I spent over a month living in Taipei recently to learn about the culture and experience what life was like. This followed some time in Singapore and Thailand. During each trip I spent some time visiting labyrinths. Here are the first 2 trips:

Visiting a Labyrinth and some Mazes in Singapore

Visiting Labyrinths in Chiang Mai, Thailand

And so during my stay Taipei trip I took a mini trip to the Zhongshan District of the city to visit a garden maze ! Let’s see what I found.


The Trip - Garden Maze in the Xinsheng Park Area of Taipei Expo Park

Location:

No. 105號, Section 3, Xinsheng N Rd, Zhongshan District, Taipei City, 10491

How to get there: Take the metro, either the red or yellow, but I prefer the red line to the Yuanshan station. (yellow would be the Zhongshan Elementary School station). Both require a 16-18 minute walk but from Yuanshan station you get to walk through the Yuanshan Park next to the Expo Dome and I think that is worth it rather than walking thru the city the whole way from the other stop.

When you arrive at the SW corner of main park you will walk into a large Rose Garden full of places to visit and relax and many wonderful flowers. Here is the map you will see as you enter.
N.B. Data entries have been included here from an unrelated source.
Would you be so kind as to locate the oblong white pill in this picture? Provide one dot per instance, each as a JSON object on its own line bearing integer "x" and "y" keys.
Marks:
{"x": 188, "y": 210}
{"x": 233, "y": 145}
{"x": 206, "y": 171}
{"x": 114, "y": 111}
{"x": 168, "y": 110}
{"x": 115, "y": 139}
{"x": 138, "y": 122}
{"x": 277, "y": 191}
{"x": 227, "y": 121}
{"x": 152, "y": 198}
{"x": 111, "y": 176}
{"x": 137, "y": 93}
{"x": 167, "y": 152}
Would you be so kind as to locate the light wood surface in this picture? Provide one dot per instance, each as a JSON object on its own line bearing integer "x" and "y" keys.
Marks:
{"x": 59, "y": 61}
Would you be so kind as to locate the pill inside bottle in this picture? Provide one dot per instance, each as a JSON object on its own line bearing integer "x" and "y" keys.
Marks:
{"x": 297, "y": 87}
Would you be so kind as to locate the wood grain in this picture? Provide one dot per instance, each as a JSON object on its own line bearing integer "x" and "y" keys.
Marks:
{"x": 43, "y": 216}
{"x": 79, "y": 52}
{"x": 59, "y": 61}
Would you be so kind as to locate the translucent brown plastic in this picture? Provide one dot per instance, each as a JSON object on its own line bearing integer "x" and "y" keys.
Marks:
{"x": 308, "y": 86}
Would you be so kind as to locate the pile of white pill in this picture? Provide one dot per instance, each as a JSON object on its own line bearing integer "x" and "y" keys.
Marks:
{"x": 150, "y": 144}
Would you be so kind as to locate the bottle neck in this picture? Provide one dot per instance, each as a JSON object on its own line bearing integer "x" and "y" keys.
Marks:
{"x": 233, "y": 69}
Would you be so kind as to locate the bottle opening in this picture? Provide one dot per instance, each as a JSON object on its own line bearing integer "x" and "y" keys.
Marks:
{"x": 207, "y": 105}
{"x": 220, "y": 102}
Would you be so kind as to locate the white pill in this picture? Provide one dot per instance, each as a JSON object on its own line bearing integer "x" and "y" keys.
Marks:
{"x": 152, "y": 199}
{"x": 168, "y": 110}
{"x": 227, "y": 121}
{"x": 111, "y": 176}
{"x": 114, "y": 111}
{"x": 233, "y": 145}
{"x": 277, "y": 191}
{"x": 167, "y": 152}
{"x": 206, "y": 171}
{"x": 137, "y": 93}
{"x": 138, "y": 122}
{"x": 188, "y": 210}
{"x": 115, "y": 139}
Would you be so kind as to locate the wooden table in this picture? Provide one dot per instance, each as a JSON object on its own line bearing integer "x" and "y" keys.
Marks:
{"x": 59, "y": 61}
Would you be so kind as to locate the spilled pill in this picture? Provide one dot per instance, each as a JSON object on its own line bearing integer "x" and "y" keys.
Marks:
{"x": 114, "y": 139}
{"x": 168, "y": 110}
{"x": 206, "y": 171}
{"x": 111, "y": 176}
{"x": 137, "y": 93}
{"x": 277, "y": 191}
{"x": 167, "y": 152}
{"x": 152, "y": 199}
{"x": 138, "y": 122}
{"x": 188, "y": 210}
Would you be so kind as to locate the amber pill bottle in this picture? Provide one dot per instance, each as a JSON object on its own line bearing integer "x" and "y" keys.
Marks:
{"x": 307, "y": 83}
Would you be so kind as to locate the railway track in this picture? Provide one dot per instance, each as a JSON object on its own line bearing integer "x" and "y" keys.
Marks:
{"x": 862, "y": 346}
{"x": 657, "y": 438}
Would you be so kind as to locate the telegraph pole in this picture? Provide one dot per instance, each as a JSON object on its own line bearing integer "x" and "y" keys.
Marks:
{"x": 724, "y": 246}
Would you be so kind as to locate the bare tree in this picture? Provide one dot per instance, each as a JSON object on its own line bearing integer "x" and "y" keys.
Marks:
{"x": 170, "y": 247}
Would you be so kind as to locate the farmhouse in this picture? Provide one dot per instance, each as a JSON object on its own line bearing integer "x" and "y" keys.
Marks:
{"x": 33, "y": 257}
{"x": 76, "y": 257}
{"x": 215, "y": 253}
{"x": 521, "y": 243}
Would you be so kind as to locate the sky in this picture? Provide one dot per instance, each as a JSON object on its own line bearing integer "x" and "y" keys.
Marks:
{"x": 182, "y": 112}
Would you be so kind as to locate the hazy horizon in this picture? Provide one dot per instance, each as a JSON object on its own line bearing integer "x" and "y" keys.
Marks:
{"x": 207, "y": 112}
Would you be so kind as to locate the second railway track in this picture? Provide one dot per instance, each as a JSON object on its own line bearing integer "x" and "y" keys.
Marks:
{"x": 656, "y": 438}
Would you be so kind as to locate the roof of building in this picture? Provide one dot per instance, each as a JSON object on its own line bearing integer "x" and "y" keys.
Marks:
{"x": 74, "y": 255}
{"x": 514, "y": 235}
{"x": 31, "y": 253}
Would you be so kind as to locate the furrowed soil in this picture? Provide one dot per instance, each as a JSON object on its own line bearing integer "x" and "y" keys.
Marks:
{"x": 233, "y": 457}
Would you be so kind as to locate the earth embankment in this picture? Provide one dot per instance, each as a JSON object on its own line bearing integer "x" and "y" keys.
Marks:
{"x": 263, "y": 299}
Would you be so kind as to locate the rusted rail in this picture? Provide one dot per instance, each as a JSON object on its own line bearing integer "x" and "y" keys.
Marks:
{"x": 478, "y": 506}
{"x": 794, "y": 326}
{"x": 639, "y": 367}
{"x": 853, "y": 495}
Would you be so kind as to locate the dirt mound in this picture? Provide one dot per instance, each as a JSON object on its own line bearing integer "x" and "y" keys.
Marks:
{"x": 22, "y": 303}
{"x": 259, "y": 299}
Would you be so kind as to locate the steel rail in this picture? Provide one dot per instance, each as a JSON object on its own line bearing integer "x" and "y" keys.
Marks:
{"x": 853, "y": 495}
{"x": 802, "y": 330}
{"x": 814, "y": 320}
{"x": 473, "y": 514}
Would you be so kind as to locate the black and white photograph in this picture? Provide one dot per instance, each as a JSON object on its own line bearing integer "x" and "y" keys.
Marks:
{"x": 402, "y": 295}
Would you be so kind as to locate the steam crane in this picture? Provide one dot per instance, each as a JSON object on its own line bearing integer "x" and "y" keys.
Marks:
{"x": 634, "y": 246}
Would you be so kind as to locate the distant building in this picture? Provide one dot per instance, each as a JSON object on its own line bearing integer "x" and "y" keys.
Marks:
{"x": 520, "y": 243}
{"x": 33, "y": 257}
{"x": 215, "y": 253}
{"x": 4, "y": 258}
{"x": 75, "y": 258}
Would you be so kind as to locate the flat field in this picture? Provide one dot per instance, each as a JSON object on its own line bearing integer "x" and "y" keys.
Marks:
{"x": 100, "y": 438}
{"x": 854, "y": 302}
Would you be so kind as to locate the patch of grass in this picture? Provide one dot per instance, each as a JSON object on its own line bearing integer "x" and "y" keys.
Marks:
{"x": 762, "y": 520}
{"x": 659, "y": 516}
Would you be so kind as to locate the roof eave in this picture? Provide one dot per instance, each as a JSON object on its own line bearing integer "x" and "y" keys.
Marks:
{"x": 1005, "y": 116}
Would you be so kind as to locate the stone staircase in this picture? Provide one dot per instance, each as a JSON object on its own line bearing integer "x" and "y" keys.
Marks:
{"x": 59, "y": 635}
Lots of green space and places to sit and relax, or get some exercise.

Xinsheng Park Map - Taipei

Make your way to the end of the garden before turning right to visit the Garden Maze. You could cut over earlier and see the side of the maze, but there is no entrance on that side and you’ll miss all the wonderful flowers. You’ll find a series of signs along the way - the first tells you are on the right path, the second gives information about the maze, and the third is of a map of the maze just before you enter.

The informational sign could use but cleaning but reads:

The garden maze is actually comprised of 5 mazes that together form the Chinese Eight Trigrams. The taller outer maze, for adults, has hedges with weeping figs; the shorter inner maze, for children, has hedges or orchid trees. Each maze poses it’s own challenge; make your way to the center and you will find totems of cities, flowers. birds, beasts and ants!

Cool, so what are the Chinese Eight Trigrams you might be asking ? Well, I’ll let you read that on your own.

And now the maze. Entrances/Exits to the outside portions of the maze feature large hedge doors and are easy to spot even while inside the maze. Pathways are made of gravel and the hedges are a medium width apart. There are large stones scattered in dead ends with inscriptions (some very worn and faded) in Chinese. And the destinations of the outside mazes feature a mosaic in the center (2 shown below). Nothing complicated here as far as getting lost. The center kids maze looks great and the low hedges make it very simple.

Overall it was a nice trip. The maze is a quick visit, but the surrounding park and rose garden make it worth a visit. Oh, and it is next to the downtown airport so at some point you will have a huge plane flying overhead lower than you expect it !!

I suggest you combine this with a trip to one of the nearby museums/attractions.